The client was a high volume producer of automotive parts. Their existing facility could not keep up with scheduled delivery requirements. Scrap was extremely high and machine utilization was poor. Historically, the client responded to increasing demand by expanding production capacity through the acquisition of additional, high cost, automated production lines.
We brought in a team to perform a detailed analysis of the operating process at the new facility. The client had a cumbersome process for tracking failures and no tools to track productivity. We developed and implemented a comprehensive failure analysis and productivity-tracking package. This tool allowed us to implement productivity metrics in addition to improving the failure analysis capability.
We determined that the major problem in productivity was poor machine utilization due to excessive automation down-time (>60%). This led to poor labor utilization and in turn poor productivity.
We identified and brought in a manufacturing expert to resolve key persistent process issues. We identified the root cause of their highest failure modes and developed and implemented manufacturing solutions.
We developed a labor management strategy to take advantage of improving machine availability while minimizing the loss of labor productivity.
In addition to reducing labor by 20%, we reduced scrap costs by over 50%. Furthermore, we provided management with tools to assess future process improvement initiatives.
The client was a high tech, low volume manufacturer in a heavily regulated industry. Most of their contracts were government related and they had large R&D and engineering requirements. The client had recently been acquired by an LBO fund. The former parent company had provided key IT services including procurement and financial. Inventory was tracked using a home grown system that did not cross-check with procurement. Program forecasting and completion tracking was handled by an obsolete software package running on non-Y2K compliant IT system. Overhead rates were double best in class. Program management was client specific with dedicated design and engineering teams. The result was broad duplication of effort and proliferation of part numbers.

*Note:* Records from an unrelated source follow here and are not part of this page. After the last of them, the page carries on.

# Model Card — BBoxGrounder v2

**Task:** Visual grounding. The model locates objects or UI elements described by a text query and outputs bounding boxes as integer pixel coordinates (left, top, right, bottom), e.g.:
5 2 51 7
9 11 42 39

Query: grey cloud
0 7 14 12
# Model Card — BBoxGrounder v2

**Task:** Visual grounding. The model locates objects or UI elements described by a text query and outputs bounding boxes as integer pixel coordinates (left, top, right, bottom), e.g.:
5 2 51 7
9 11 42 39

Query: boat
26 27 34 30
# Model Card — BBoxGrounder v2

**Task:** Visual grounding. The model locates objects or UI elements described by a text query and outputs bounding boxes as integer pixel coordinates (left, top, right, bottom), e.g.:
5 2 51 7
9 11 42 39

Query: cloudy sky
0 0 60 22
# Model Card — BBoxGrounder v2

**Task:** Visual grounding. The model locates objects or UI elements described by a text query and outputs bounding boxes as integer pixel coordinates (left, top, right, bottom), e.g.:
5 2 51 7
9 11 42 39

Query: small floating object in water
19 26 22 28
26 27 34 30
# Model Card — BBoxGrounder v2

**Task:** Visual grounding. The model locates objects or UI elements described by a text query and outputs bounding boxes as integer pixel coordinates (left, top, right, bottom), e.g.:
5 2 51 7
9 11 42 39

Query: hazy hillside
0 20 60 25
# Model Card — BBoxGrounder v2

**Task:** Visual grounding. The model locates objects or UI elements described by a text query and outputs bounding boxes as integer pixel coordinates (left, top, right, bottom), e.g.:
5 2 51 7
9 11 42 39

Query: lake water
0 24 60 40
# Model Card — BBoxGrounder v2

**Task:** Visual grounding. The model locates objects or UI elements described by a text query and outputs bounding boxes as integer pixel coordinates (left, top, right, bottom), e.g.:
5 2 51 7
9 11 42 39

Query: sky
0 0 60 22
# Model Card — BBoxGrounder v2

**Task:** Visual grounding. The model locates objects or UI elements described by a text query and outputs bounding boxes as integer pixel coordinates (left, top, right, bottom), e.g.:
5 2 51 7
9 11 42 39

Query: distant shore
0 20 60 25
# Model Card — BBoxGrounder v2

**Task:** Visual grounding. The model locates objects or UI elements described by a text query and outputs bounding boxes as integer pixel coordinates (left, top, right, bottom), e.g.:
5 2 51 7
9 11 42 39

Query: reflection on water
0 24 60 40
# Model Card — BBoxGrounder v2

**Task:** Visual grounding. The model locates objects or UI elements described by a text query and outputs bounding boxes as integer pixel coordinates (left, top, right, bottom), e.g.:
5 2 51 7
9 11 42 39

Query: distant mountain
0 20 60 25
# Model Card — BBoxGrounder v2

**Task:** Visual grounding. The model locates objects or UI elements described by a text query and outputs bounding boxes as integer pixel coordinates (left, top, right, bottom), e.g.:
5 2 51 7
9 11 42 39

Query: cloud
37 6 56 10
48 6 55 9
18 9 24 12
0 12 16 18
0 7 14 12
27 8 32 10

We became involved as soon as the client was acquired. We helped the client select a low-end financial package and integrated it with a low-end MRP package. Our approach was to implement the MRP without any software modification while transferring a sense of ownership to the key process leaders in each functional area. We set up and managed a team of key people to pilot the software. The team’s objective was to plan a job, write PO’s, receive material, and issue material to job work orders. We brought job planning and purchasing on line in 2 months with an additional month to integrate inventory.
Concurrently, we developed a simple software tool to let them track program completion and forecast. We migrated all the data from the non-Y2K hardware into this new tool, implemented it, and trained their people to use it. We set up a team of engineers and designers to develop a standard parts list and to identify common components.
Having provided the client with the tools required to streamline their business, we were able to achieve a 30% reduction in overhead rates. This resulted in increased proposal competitiveness and increased sales. The company was sold by the LBO fund 14 months after it was acquired for a 145% ROI.